ArroyoSystems / arroyo

Distributed stream processing engine in Rust
https://arroyo.dev
Apache License 2.0
3.81k stars 220 forks source link

Feature merge sink #705

Open zhuliquan opened 3 months ago

zhuliquan commented 3 months ago

fix issue #700 merge sinks with same table, it's helpful to save file handles or kafka connectors. Besides, it may fix bug two pipeline write data to same file.
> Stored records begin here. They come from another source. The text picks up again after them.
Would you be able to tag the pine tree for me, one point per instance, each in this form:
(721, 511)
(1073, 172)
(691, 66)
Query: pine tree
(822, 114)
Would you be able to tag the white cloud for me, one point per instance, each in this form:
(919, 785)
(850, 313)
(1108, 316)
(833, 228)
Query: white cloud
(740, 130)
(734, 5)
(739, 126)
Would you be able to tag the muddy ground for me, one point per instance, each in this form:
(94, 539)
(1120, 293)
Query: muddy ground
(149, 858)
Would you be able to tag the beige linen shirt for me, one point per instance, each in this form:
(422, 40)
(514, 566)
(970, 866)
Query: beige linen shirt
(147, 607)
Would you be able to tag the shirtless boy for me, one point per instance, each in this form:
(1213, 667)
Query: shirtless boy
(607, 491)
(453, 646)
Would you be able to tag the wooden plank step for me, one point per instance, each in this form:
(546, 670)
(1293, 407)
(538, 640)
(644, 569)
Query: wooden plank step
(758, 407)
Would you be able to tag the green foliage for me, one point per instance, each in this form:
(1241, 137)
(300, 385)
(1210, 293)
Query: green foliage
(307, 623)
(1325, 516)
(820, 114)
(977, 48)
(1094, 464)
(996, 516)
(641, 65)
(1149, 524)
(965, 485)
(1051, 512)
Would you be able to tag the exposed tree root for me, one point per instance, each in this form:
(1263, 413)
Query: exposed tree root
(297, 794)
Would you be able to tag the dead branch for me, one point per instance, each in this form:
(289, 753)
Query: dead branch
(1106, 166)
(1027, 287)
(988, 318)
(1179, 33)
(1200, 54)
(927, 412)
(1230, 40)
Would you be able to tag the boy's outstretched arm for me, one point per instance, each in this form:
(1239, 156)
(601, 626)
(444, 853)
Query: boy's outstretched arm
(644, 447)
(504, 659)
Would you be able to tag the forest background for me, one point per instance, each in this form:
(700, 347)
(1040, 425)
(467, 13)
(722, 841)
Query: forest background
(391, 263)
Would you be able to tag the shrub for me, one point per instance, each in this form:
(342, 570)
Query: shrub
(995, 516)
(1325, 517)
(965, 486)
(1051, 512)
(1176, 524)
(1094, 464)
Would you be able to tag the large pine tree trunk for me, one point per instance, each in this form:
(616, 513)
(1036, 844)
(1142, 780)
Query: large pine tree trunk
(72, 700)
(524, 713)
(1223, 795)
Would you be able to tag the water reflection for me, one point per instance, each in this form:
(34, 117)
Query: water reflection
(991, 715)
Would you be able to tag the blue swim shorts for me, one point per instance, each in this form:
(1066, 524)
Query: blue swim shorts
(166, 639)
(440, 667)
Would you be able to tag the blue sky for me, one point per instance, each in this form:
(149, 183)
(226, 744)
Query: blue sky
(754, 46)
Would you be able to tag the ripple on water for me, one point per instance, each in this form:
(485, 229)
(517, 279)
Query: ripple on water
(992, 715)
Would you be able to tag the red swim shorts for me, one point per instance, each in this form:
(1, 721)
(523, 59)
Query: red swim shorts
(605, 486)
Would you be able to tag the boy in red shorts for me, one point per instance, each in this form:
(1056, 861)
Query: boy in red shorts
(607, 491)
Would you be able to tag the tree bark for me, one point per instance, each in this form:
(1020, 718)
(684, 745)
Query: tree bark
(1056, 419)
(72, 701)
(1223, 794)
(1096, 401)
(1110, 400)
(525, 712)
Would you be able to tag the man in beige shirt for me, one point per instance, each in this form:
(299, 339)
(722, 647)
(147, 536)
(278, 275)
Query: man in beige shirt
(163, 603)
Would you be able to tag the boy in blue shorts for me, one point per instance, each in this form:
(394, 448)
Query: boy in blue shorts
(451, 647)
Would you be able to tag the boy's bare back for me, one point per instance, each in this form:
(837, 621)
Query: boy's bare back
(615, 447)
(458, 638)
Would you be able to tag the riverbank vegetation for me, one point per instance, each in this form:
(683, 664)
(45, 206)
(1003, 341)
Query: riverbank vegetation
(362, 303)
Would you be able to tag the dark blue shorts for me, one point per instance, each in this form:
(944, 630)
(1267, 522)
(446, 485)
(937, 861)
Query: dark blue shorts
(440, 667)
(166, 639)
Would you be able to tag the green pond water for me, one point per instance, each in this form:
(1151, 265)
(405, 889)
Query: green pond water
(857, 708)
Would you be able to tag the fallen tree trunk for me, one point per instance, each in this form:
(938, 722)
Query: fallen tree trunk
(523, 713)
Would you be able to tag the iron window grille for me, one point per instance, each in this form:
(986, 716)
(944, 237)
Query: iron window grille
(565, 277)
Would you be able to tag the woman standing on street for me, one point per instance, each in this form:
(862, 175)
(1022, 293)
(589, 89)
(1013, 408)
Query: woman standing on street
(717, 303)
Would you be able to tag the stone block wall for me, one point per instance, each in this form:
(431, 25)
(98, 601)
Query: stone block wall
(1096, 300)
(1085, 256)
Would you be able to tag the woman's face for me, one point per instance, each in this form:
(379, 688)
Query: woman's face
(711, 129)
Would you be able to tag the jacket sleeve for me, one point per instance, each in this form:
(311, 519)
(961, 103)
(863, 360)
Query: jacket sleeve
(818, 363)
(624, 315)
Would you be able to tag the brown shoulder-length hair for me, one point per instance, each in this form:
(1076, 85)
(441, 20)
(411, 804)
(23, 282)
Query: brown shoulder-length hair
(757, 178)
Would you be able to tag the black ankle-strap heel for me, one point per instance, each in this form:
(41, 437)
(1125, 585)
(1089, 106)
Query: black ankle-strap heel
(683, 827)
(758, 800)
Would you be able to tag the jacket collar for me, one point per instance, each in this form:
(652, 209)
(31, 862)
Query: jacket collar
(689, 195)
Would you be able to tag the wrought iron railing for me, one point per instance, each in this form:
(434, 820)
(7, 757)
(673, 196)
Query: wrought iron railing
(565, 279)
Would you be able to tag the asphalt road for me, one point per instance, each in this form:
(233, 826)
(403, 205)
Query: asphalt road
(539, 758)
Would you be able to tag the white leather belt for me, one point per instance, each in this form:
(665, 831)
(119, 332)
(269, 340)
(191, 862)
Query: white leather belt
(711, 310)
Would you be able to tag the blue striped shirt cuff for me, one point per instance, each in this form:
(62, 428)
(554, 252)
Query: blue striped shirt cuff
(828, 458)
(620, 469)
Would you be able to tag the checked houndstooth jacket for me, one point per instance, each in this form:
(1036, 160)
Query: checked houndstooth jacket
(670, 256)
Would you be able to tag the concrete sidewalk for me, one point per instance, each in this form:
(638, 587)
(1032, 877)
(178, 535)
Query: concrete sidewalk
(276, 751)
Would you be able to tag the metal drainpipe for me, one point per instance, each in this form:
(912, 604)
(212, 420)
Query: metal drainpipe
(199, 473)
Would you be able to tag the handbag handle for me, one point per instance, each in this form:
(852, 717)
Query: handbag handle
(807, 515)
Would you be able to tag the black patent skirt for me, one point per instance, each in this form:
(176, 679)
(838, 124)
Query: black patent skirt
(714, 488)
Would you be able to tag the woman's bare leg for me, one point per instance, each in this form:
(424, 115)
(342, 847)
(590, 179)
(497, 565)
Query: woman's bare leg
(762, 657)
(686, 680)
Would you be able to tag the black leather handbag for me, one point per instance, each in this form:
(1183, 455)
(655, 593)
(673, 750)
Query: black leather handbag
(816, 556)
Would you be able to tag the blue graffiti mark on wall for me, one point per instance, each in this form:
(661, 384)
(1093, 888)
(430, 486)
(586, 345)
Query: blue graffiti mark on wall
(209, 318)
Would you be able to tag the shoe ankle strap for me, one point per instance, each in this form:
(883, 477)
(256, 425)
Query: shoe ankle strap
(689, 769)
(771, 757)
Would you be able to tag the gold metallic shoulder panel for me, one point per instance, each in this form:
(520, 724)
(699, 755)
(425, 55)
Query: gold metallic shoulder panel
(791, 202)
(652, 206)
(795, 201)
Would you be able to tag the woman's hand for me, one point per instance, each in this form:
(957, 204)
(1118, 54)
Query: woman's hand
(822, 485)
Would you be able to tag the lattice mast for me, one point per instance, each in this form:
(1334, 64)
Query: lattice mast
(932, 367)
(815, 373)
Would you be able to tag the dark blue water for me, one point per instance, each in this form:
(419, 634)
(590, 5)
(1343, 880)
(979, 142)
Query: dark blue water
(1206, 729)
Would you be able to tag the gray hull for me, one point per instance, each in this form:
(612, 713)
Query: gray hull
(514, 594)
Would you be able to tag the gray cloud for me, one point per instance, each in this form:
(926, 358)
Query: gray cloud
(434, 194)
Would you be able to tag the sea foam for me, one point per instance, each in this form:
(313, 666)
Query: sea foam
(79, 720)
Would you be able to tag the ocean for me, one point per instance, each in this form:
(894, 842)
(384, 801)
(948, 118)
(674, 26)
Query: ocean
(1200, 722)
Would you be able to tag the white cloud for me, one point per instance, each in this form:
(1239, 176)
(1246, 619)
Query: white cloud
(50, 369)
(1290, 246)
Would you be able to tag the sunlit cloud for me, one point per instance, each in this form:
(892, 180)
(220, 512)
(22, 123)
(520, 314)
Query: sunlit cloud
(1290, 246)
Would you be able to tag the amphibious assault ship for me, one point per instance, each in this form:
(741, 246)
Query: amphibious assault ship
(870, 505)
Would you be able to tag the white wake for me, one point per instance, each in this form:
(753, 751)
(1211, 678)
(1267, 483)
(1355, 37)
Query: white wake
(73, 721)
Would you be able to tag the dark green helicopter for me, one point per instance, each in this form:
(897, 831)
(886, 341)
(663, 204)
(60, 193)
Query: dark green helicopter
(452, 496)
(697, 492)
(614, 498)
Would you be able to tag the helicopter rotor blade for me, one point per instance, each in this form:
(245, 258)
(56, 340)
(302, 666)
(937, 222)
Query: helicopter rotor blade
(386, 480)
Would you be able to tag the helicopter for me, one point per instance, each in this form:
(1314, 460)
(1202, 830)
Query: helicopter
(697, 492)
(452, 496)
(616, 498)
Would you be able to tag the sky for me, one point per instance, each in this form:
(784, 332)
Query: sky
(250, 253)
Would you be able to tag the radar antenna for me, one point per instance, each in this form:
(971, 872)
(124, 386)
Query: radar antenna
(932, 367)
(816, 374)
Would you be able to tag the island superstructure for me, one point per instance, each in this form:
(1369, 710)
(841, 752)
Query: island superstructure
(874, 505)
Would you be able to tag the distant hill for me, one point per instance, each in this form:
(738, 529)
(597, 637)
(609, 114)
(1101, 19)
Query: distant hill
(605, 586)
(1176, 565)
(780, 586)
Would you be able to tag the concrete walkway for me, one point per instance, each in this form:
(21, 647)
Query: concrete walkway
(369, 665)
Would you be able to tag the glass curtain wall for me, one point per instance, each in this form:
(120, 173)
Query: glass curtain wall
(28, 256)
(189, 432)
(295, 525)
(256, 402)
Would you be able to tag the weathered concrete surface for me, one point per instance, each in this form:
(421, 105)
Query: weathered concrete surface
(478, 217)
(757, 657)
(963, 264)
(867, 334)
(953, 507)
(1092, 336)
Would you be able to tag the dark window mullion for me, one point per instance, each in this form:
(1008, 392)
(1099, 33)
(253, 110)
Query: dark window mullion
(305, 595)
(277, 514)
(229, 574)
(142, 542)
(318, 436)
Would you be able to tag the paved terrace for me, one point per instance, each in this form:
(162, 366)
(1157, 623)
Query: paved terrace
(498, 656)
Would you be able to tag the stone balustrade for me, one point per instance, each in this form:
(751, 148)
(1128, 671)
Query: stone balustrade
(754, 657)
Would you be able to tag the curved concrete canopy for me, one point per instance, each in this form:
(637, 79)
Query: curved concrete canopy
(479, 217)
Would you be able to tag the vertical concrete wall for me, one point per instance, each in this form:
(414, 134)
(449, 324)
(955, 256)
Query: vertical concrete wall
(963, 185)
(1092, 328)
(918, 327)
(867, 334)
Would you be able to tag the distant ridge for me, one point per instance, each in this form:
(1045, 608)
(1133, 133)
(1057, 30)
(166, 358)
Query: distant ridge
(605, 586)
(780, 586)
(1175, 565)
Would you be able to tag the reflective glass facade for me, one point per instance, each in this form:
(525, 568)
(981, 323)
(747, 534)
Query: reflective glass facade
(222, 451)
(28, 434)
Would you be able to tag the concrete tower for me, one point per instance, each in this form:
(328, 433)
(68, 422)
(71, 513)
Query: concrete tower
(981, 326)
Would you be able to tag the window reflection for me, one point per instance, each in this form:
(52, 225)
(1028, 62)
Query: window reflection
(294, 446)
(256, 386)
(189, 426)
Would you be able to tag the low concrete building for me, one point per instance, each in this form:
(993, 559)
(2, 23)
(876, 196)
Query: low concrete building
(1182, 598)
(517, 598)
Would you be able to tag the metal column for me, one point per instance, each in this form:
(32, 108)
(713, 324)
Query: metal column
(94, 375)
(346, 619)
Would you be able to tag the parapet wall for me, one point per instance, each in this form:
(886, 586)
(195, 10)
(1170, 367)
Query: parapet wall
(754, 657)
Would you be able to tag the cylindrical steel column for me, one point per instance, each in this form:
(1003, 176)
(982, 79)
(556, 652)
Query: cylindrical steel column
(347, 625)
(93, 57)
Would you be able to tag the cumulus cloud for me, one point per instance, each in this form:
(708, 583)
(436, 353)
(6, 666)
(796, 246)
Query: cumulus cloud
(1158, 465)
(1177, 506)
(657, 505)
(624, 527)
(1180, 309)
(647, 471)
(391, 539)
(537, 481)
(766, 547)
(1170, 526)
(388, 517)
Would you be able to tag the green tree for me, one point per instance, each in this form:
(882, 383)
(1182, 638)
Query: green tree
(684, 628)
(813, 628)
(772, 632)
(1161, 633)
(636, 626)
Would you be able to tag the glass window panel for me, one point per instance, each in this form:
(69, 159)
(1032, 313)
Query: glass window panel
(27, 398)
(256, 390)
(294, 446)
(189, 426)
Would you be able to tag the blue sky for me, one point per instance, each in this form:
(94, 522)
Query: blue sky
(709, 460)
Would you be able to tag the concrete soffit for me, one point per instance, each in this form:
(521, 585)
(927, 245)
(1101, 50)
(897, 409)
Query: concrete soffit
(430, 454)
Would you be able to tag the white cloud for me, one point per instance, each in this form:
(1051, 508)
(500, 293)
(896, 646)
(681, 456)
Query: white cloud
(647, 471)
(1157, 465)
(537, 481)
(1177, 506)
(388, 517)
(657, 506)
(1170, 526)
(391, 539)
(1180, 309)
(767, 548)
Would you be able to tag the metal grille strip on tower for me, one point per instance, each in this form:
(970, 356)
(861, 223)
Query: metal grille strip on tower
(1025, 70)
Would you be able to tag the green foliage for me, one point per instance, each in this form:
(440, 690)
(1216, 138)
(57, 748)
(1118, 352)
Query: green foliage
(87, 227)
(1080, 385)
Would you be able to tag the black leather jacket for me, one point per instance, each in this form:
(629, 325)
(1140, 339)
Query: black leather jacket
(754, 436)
For example

CREATE TABLE cars (
        timestamp TIMESTAMP,
        driver_id BIGINT,
        event_type TEXT,
        location TEXT
) WITH (
        connector = 'single_file',
        path = 'cars.json',
        format = 'json',
        type = 'source'
);

CREATE TABLE cars_output (
        timestamp TIMESTAMP,
        driver_id BIGINT,
        event_type TEXT,
        location TEXT
) WITH (
        connector = 'single_file',
        path = 'cars_output.json',
        format = 'json',
        type = 'sink'
);
INSERT INTO cars_output SELECT * FROM cars WHERE driver_id = 100 AND event_type = 'pickup';
INSERT INTO cars_output SELECT * FROM cars WHERE driver_id = 101 AND event_type = 'dropoff';

if we don't merge sink node of two query, results of query1 will be overwrited by results of query2. Because there two sink node infer two file handle for same file (cars_output.json).